Copyright, To File or Not to File?
Copyright law is one of those areas where knowing a little about it can hurt you. Some people who know a little about copyright law believe that you don't have to file a formal copyright application in order to own a copyright in their creation. They are right, but that's not the entire story.
Under current copyright law, if you just create something, you own a copyright in that thing, whether it is a statue, a book, a poem, a photograph, a piece of furniture, or a painting. To keep someone from copying you, you just have to file for a copyright and sue them for copyright infringement, assuming a cease and desist letter doesn't work. If you can prove you created it first, and they copied it, you can get in injunction and make them stop copying it. That is a bit of a hollow victory after spending tens of thousands on a lawsuit, and it means that you will only enforce your copyright if it is a very important creation, like your company's flagship product.

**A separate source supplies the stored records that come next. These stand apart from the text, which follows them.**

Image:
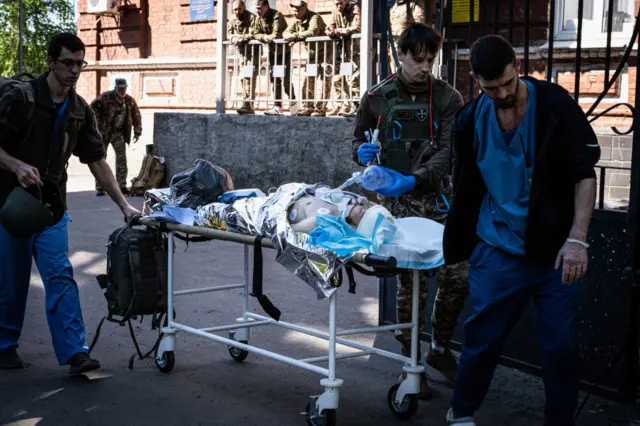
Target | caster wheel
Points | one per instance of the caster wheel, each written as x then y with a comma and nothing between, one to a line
326,418
166,363
236,353
407,408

However, if you had filed for copyright within 90 days of publication of your creation, or before it was copied, you could stand to win an injunction, attorney fees, and the damages specified in the statute, which is so many dollars per copy that has been made. What that possible outcome adds up to is a huge hammer held over the head of the copier. If he loses he will lose big time, and you will be made whole. He will go to his copyright attorney and learn that he will lose big time if he gets sued, and he will come crawling to you with hat in hand and offer some kind of reasonable settlement, including not copying your creation. That filing has given you tremendous leverage, and you can enforce your copyright without the lawsuit.
Copyright is so easy to file that you can do it yourself easily for the $30 filing fee. The enforcement potential is huge, if you have taken the precaution of filing for copyright before you were infringed. So file for copyright on any original creation, such as web sites, greeting cards, books, articles, drawings, photos, furniture designs, software, clothing styles, videos, animations, and anything that is an original creation. Go to the U.S. Copyright Office for the forms to fill out for filing, and call me when your copyright gets infringed. "Oh yeah, baby!" as Austin Powers would say.





One correction - the filing fee for copyrights is $30, not $35.